The hard part comes next. If I am doing this, whatever this turns out to be, to serve Christ, how do I know I am accomplishing that goal? Paul goes on to explain his calling. He was changed by an experience he knew to be a revelation from Jesus, and from that moment on, he stopped doing what he had been doing before and started a new life.
That type of change can be frightening. I used to think that a conversion experience had to be powerful enough to stay in one's mind daily in order to keep from slipping back or doubting one's decision to change one's life. After all, look how difficult it is to make what should be simpler changes like lose weight, quit smoking, or un-clutter the garage.

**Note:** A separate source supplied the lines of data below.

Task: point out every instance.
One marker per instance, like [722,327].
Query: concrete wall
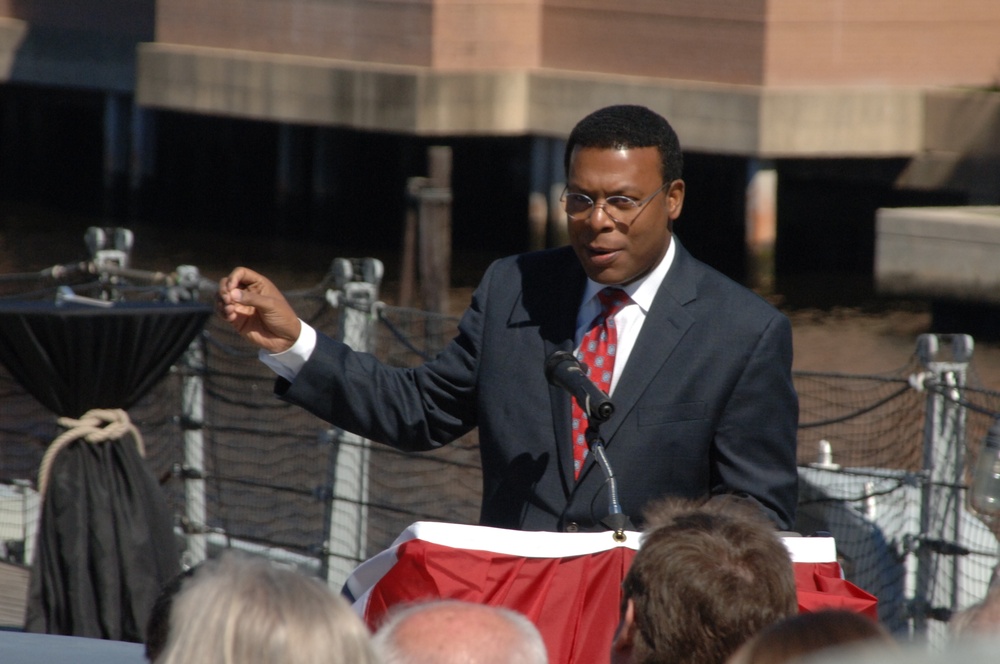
[939,253]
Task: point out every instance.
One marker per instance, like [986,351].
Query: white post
[347,524]
[938,562]
[193,418]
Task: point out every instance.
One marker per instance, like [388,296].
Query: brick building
[827,109]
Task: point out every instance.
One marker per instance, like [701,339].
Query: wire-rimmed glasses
[620,209]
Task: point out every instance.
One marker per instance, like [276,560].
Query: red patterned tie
[597,351]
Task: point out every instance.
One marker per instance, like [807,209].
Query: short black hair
[628,126]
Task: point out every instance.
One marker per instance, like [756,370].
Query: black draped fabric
[105,542]
[73,357]
[105,546]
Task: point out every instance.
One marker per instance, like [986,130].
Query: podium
[568,584]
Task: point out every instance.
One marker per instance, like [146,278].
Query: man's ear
[675,199]
[625,636]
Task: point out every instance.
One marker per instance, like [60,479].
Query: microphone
[562,369]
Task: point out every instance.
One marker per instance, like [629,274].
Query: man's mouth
[601,255]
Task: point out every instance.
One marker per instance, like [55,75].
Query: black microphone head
[557,358]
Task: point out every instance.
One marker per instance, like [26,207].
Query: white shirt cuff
[288,363]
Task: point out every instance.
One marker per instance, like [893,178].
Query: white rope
[96,426]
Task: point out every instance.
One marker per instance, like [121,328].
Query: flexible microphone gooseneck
[563,370]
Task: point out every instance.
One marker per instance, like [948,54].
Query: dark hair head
[625,127]
[808,633]
[706,579]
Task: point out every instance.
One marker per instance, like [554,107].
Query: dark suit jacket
[705,405]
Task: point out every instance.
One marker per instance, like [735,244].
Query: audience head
[239,609]
[809,633]
[455,632]
[707,577]
[981,619]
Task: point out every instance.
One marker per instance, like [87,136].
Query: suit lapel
[550,299]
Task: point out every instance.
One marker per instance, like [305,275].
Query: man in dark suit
[701,383]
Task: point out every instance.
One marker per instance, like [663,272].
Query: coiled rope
[96,426]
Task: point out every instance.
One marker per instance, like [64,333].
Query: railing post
[346,532]
[193,471]
[946,358]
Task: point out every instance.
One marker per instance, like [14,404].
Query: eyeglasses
[620,209]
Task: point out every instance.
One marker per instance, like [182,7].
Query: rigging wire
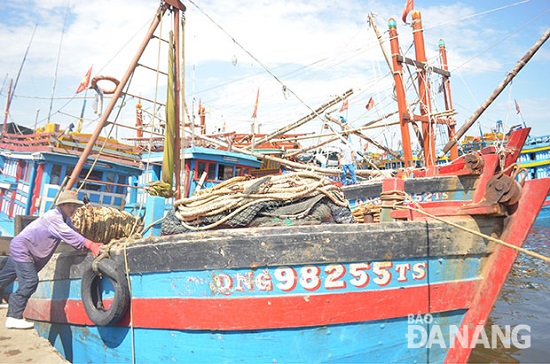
[58,57]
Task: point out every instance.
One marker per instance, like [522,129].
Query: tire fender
[91,293]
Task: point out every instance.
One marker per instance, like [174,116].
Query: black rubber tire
[91,295]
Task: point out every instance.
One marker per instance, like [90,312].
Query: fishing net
[302,198]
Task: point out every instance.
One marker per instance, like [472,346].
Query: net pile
[301,198]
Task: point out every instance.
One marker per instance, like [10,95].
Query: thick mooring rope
[490,238]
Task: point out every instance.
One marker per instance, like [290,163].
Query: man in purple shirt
[31,250]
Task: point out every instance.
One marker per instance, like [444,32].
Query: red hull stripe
[253,313]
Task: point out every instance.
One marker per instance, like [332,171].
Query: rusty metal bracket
[474,162]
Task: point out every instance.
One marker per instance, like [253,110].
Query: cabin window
[225,172]
[211,174]
[110,179]
[209,168]
[92,182]
[122,181]
[242,171]
[25,171]
[201,169]
[55,175]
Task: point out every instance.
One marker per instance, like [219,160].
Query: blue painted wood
[356,343]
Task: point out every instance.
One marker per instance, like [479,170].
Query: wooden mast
[176,4]
[447,97]
[424,92]
[400,92]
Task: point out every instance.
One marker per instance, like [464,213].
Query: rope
[477,233]
[238,194]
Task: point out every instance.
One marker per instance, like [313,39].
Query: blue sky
[316,49]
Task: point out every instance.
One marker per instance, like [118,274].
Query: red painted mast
[447,96]
[7,110]
[400,92]
[424,90]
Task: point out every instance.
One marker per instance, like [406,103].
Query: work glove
[93,247]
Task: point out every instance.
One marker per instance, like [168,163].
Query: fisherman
[31,250]
[346,161]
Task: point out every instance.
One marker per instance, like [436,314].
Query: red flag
[409,5]
[85,81]
[255,113]
[370,104]
[344,106]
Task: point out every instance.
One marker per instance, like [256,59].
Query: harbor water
[524,300]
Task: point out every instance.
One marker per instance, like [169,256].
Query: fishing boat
[35,163]
[284,289]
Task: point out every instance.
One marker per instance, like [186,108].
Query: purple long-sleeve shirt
[38,241]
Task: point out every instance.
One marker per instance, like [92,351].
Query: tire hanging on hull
[92,297]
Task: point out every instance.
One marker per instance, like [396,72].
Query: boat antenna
[509,77]
[12,89]
[285,87]
[58,57]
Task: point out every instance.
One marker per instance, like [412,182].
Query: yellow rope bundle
[103,224]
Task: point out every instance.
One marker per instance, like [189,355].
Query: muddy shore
[25,346]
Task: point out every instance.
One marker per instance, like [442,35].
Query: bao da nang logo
[424,332]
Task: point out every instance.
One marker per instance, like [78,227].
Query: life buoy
[93,299]
[96,79]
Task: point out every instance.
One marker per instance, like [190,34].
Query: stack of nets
[301,198]
[103,224]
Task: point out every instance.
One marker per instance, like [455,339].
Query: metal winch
[505,189]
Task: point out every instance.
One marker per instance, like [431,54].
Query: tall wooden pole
[400,92]
[116,95]
[424,91]
[447,97]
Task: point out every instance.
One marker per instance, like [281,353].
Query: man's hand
[93,247]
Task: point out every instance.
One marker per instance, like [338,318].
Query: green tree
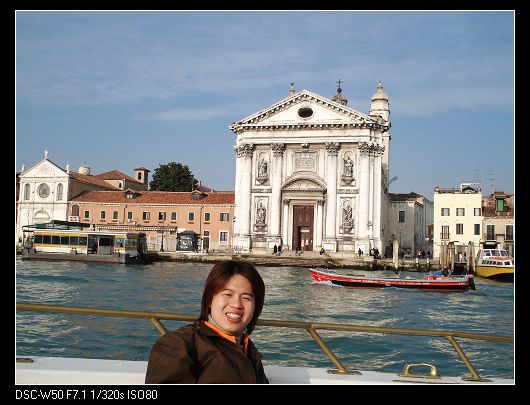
[172,177]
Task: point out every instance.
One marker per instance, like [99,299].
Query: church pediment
[304,184]
[306,110]
[44,168]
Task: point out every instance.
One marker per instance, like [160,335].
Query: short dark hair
[218,278]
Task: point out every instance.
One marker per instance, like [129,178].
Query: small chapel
[312,174]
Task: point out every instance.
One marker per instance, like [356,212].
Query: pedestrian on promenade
[216,349]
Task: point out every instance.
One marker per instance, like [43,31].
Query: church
[312,174]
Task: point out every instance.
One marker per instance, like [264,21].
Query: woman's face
[232,308]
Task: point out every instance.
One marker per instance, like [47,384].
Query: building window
[59,196]
[509,232]
[490,232]
[499,204]
[43,190]
[445,231]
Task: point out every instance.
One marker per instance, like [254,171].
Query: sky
[124,89]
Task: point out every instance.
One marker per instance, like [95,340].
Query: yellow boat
[495,264]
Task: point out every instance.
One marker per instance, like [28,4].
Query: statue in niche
[347,214]
[261,214]
[262,171]
[348,167]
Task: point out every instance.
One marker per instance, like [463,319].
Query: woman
[216,349]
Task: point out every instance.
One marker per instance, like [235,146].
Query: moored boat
[495,264]
[429,282]
[85,245]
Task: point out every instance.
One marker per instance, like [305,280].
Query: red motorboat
[428,282]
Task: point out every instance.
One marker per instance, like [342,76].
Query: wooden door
[303,227]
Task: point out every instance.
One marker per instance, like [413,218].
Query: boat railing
[311,327]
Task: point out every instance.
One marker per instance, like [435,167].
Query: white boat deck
[75,371]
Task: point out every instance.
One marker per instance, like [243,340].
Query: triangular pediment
[45,168]
[306,109]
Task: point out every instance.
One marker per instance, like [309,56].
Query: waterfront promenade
[306,259]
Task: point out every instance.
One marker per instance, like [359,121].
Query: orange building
[172,221]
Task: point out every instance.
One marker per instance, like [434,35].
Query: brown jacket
[196,354]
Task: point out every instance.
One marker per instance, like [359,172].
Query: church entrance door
[303,227]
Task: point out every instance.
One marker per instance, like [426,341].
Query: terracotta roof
[404,197]
[156,197]
[115,175]
[92,180]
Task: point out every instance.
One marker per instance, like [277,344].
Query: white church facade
[312,174]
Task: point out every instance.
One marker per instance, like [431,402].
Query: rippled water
[290,294]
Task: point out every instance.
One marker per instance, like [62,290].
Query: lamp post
[162,241]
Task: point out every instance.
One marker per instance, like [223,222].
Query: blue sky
[119,90]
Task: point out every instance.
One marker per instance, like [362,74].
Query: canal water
[290,294]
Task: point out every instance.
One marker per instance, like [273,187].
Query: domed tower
[380,103]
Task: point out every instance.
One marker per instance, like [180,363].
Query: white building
[408,222]
[457,217]
[45,189]
[311,173]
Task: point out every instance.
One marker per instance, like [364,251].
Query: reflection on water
[290,294]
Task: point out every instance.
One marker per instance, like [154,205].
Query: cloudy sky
[119,90]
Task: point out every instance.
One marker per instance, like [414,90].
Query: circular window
[44,190]
[305,112]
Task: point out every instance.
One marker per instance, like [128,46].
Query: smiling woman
[216,349]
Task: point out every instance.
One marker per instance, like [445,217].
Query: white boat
[495,264]
[79,371]
[85,245]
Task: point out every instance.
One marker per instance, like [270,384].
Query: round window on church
[305,112]
[44,190]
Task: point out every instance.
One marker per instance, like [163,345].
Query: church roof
[350,117]
[156,197]
[115,175]
[84,178]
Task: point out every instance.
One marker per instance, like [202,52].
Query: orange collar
[244,338]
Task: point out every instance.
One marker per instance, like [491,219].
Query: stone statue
[261,214]
[347,214]
[348,167]
[262,171]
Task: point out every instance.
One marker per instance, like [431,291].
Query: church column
[320,206]
[377,196]
[331,212]
[242,226]
[285,221]
[276,180]
[364,189]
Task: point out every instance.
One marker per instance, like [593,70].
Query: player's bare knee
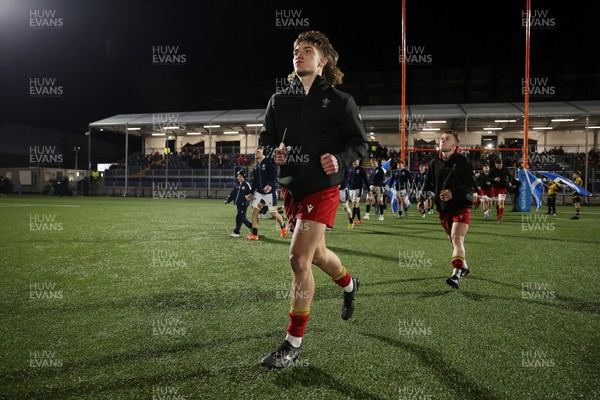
[458,240]
[299,262]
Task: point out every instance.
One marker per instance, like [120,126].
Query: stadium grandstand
[201,151]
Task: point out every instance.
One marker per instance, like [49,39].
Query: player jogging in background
[553,188]
[576,197]
[377,184]
[357,180]
[450,177]
[264,185]
[322,123]
[500,184]
[484,184]
[401,182]
[419,182]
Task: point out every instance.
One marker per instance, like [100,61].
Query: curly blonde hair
[331,72]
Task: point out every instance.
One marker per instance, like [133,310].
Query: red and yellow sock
[343,279]
[458,262]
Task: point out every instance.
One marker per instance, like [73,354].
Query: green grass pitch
[124,298]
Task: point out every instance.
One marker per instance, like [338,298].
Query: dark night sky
[102,55]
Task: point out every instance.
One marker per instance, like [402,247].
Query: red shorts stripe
[448,218]
[320,206]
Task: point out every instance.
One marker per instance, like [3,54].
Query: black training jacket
[455,174]
[326,120]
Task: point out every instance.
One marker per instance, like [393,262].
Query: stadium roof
[573,116]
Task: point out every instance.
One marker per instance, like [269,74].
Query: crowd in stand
[192,159]
[555,159]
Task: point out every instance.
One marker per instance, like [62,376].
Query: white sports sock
[294,340]
[350,287]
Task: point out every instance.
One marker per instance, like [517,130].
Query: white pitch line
[36,205]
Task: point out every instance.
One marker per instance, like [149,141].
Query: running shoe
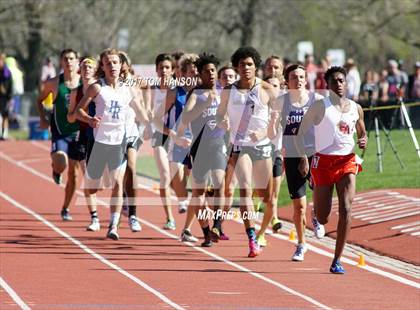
[57,178]
[276,224]
[170,225]
[187,236]
[337,268]
[299,253]
[134,224]
[262,242]
[254,249]
[65,215]
[319,229]
[113,233]
[94,225]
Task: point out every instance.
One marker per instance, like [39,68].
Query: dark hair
[291,68]
[205,59]
[245,52]
[68,51]
[219,73]
[163,57]
[333,70]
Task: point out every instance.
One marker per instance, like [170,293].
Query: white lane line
[406,225]
[379,208]
[313,248]
[239,267]
[394,217]
[91,252]
[13,294]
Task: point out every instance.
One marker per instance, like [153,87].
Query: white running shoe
[187,236]
[300,252]
[94,225]
[134,224]
[113,233]
[319,229]
[183,206]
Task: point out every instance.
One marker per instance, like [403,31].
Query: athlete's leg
[162,162]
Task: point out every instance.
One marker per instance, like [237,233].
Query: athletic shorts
[160,139]
[178,154]
[209,155]
[69,144]
[133,143]
[296,183]
[258,152]
[329,169]
[102,156]
[277,164]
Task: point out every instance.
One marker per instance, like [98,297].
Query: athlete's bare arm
[361,129]
[81,114]
[49,86]
[221,114]
[313,116]
[267,96]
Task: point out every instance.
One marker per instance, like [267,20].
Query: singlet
[111,107]
[59,123]
[291,119]
[204,126]
[247,113]
[334,134]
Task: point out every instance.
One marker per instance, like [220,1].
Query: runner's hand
[304,166]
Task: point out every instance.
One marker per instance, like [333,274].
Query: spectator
[353,80]
[5,96]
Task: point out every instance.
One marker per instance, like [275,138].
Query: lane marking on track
[91,252]
[13,295]
[311,247]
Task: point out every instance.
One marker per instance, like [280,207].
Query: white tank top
[112,106]
[158,98]
[334,135]
[246,114]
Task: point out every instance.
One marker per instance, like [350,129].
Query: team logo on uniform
[115,109]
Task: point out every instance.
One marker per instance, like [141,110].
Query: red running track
[52,264]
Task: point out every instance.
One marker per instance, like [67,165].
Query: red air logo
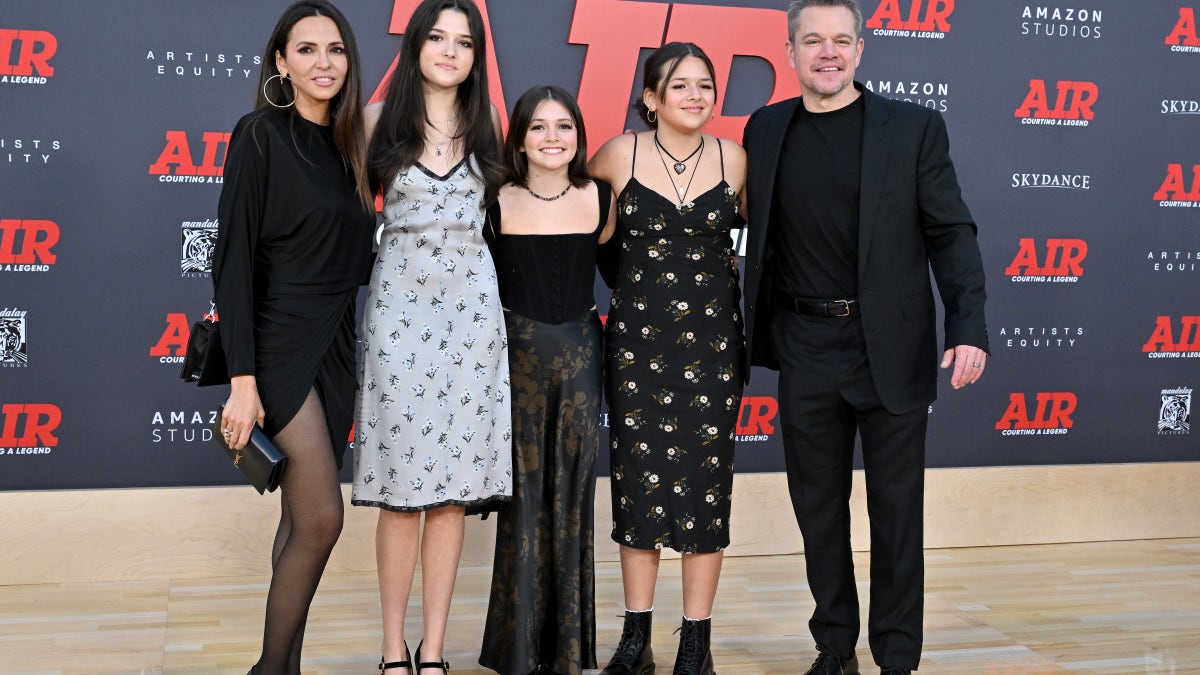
[181,161]
[1180,190]
[1061,263]
[1051,414]
[28,429]
[912,18]
[1183,36]
[27,245]
[616,33]
[173,342]
[1165,342]
[1072,103]
[756,418]
[25,55]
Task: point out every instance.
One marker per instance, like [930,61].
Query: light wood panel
[201,532]
[1086,608]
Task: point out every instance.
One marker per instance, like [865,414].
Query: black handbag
[261,461]
[204,360]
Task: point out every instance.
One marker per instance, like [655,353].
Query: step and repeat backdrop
[1074,125]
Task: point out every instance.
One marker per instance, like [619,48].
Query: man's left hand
[969,363]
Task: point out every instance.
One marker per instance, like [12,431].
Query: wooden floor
[1103,608]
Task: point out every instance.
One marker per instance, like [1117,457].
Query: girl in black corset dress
[543,228]
[675,350]
[293,248]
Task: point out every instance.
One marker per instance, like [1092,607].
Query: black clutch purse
[261,461]
[204,360]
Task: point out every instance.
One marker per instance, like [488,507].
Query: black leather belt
[819,308]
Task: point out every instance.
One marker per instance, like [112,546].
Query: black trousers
[826,395]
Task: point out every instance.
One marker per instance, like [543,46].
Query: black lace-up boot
[634,655]
[694,656]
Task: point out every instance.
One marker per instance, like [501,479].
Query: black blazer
[912,219]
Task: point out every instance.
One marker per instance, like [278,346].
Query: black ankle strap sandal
[441,664]
[407,663]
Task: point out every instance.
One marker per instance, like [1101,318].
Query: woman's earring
[268,99]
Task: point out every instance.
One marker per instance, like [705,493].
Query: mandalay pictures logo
[1061,263]
[198,240]
[1183,37]
[1175,412]
[1054,22]
[1071,105]
[28,245]
[28,429]
[923,19]
[13,342]
[192,160]
[25,57]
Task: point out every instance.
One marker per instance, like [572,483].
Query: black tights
[310,523]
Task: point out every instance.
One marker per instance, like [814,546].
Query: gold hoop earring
[268,99]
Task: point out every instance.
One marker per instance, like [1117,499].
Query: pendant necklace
[679,165]
[445,137]
[681,191]
[545,198]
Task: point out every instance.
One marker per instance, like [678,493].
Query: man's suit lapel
[769,147]
[876,147]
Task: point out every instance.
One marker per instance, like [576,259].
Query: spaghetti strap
[719,149]
[634,163]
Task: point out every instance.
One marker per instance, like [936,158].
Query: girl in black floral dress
[544,230]
[675,350]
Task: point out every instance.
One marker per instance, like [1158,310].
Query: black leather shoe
[831,664]
[694,656]
[389,664]
[634,655]
[418,664]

Even Paul faces challenges in his commission to preach the Gospel to the gentiles. It wasn't easy for him, so I am sure he knew it wouldn't be easy for the Galatians. Like all of us, they were accustomed to following a leader, a model, an authority. They couldn't go talk to Jesus to ask what they should do, so they talked with Paul. Paul was the human side of their faith, the man in the mirror that they could compare to their own reflection, to see if they were getting close to the goal.

Christian Symbol
A few years back, we took a trip to Istanbul and then traveled by boat through the Aegean. One of the stops was Ephesus where Paul walked, preached and lived among the believers. There among the ruins, I could feel his presence as I imagined him walking along the stoned streets or standing in the amphitheater. One of the stones contained a carving, a circle carved to look like a sliced pie. The guide explained that it was a Christian symbol and the slices were actually Greek letters meaning, "Jesus Christ, Son of God." I realized that there were risks these early Christians took to follow their faith. Even though Paul stopped persecuting Christians, others had not.
I asked myself, what risks do I take as a Christian?
Maybe that is the whole point. If I seek approval and direction from others, will I be taking the easy road, or will I be fooling myself into thinking I have avoided risk? The human side of all this boils down to fear, doesn't it? Will I be ostracized, ridiculed, avoided if I talk about my faith? Will I offend people? Is that even a valid question?
For me, prayer helps. I know I can't do it alone, no matter what "it" is. Even when I set out to do my work, rather than God's work (as I get older the ability to tell the difference gets fuzzier), I need to feel at one with my purpose. That has become a good way for me to start my day.